Perinetti e il suo "contratto d'affetto": "Tornato perchè amo Palermo"

"Malesani è un ottimo allenatore e ha conosciuto, nel calcio, sia momenti di vertice che di lotta per la permanenza in serie A. La prima cosa da fare è di motivare i giocatori, di fare rialzare la testa alla squadra", ha detto il diesse

PALERMO. «Non mi dite bentornato perchè è la quarta volta. Periodicamente mi riaffaccio, questa volta non ho avuto nemmeno tempo di parlare di contratto e permanenza. Il mio è un contratto d'affetto». È tornato con il sorriso Giorgio Perinetti, «nuovo» direttore sportivo del Palermo, ruolo che aveva lasciato dopo l'avvento di Pietro Lo Monaco, ex amministratore delegato. Il ds, nella conferenza stampa di presentazione del nuovo tecnico Alberto Malesani, ha spiegato di essere venuto «per dare una mano, per spirito di servizio.

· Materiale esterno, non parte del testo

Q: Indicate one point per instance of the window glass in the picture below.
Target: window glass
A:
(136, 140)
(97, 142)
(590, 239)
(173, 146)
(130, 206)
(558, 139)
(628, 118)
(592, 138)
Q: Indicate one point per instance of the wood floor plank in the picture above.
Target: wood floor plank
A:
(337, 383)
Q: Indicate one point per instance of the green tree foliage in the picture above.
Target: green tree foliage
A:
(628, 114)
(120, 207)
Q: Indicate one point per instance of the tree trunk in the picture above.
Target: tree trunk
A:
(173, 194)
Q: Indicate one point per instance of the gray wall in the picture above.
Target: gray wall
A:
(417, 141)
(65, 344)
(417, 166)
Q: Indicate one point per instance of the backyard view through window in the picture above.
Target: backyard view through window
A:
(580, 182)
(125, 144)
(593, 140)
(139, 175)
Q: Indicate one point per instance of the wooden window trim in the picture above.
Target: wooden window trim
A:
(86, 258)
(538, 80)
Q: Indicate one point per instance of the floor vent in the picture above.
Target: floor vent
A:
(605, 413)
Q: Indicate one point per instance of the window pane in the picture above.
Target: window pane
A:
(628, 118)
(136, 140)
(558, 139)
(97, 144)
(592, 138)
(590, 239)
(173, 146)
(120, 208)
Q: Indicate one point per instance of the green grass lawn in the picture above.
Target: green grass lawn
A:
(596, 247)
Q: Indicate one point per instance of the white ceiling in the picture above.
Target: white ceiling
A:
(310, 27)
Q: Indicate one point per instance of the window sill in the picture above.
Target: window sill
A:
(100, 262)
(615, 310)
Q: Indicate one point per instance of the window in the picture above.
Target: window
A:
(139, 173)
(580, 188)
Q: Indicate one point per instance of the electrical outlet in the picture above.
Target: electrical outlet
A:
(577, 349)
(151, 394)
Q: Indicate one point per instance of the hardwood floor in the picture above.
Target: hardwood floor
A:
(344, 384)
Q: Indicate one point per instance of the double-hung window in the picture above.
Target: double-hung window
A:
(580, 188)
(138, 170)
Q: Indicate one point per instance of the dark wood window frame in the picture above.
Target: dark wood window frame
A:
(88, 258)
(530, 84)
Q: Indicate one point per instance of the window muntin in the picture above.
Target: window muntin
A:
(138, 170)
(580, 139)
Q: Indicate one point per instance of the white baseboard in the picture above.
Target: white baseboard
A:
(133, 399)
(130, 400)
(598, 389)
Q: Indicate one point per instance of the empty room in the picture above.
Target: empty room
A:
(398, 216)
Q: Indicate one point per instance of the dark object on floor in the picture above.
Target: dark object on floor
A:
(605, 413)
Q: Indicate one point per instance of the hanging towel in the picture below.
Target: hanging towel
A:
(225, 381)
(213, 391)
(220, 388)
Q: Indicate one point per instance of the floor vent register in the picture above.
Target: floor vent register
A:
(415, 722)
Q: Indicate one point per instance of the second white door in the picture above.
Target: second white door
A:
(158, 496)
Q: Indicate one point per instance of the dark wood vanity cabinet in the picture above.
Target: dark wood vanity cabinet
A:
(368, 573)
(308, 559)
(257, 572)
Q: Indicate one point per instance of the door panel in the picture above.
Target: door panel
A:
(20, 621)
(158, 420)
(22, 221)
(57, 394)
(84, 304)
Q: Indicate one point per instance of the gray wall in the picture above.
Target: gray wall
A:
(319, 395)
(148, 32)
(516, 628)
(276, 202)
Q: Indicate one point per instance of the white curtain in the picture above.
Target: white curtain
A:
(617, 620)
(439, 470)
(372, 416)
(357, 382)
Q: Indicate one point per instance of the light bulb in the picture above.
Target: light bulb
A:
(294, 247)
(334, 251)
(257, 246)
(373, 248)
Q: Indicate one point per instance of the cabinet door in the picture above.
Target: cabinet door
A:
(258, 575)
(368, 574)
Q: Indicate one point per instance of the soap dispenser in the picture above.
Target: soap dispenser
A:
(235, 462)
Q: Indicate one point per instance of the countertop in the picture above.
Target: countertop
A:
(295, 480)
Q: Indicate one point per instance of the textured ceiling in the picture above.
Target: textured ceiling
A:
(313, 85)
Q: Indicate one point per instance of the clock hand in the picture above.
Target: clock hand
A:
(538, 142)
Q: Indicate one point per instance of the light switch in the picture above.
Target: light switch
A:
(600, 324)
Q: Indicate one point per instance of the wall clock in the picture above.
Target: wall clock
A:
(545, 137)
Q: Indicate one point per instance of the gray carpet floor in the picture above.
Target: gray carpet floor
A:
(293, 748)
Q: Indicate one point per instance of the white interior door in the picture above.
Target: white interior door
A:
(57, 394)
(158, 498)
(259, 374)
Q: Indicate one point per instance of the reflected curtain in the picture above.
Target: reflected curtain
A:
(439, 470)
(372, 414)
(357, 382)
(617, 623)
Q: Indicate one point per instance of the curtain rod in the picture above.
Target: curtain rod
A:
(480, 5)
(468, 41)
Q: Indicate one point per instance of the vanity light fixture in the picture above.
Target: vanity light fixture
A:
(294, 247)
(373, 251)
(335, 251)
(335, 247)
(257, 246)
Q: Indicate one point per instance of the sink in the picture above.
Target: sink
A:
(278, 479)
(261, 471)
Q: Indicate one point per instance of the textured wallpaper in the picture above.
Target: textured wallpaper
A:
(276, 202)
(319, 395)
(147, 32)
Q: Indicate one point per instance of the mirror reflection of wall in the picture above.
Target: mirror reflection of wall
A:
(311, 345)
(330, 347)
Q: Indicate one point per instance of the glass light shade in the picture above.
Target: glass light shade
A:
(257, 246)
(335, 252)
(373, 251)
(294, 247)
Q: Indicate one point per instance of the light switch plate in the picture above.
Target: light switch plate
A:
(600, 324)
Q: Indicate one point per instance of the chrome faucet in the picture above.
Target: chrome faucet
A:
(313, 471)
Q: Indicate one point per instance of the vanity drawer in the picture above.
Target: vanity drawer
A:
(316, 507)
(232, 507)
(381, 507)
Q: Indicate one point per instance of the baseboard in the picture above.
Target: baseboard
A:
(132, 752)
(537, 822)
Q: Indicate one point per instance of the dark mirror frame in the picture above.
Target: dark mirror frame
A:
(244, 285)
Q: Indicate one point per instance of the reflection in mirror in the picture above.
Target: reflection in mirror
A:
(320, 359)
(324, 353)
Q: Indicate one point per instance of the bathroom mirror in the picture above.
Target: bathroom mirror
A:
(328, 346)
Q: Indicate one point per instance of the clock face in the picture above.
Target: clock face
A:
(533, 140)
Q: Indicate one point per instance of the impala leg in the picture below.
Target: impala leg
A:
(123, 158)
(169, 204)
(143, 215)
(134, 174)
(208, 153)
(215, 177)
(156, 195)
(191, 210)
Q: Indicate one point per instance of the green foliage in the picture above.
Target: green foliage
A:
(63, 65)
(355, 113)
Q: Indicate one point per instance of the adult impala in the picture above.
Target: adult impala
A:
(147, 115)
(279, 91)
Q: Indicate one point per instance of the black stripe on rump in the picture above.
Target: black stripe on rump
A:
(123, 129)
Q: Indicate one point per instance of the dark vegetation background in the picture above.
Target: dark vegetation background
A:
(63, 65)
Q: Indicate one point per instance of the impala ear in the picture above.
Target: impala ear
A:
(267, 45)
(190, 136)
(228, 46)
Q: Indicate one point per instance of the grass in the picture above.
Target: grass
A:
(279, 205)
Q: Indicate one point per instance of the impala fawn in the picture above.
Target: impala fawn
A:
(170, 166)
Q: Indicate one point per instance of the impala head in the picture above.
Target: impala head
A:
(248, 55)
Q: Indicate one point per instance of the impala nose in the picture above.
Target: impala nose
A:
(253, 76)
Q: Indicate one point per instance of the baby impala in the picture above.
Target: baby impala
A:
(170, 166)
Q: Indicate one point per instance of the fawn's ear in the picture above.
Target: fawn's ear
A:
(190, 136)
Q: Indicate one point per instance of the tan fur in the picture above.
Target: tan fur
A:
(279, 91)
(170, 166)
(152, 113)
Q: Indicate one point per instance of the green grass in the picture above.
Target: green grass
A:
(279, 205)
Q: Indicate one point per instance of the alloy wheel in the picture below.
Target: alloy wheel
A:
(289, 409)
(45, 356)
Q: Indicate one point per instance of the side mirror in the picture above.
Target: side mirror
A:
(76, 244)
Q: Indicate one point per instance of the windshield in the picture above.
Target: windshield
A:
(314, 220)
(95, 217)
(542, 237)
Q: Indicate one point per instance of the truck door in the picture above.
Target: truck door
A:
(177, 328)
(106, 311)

L'ho fatto perchè mi ha richiamato Zamparini ma l'avrei fatto anche per chiunque altro perchè amo Palermo». «Non sto a pensare al mercato - ha spiegato - Quello passato non è stato il mercato di Lo Monaco, così come quello estivo non è stato il mio. È il mercato del Palermo che si deve salvare». 'Malesani - ha aggiunto Perinetti - è un ottimo allenatore e ha conosciuto, nel calcio, sia momenti di vertice che di lotta per la permanenza in serie A. Quindi può condurre la squadra al meglio. C'è stata una combinazione di risultati negativi che ha penalizzato lo scorso allenatore. Tra le caratteristiche di Malesani c'è una grande positività e propositività. La prima cosa da fare è di motivare i giocatori, di fare rialzare la testa alla squadra«. »Non si può fare risultato senza una dirigenza vicina - ha concluso - senza un grande club, senza l'appoggio di un apparato mediatico critico ma sereno nei suoi giudizi. Senza un ambiente unito, sinergico che affronta con concretezza questo momento, allora l'impresa è molto difficile. Serve unità di intenti. Alla fine faremo i conti, i processi e tutto quello che verrà.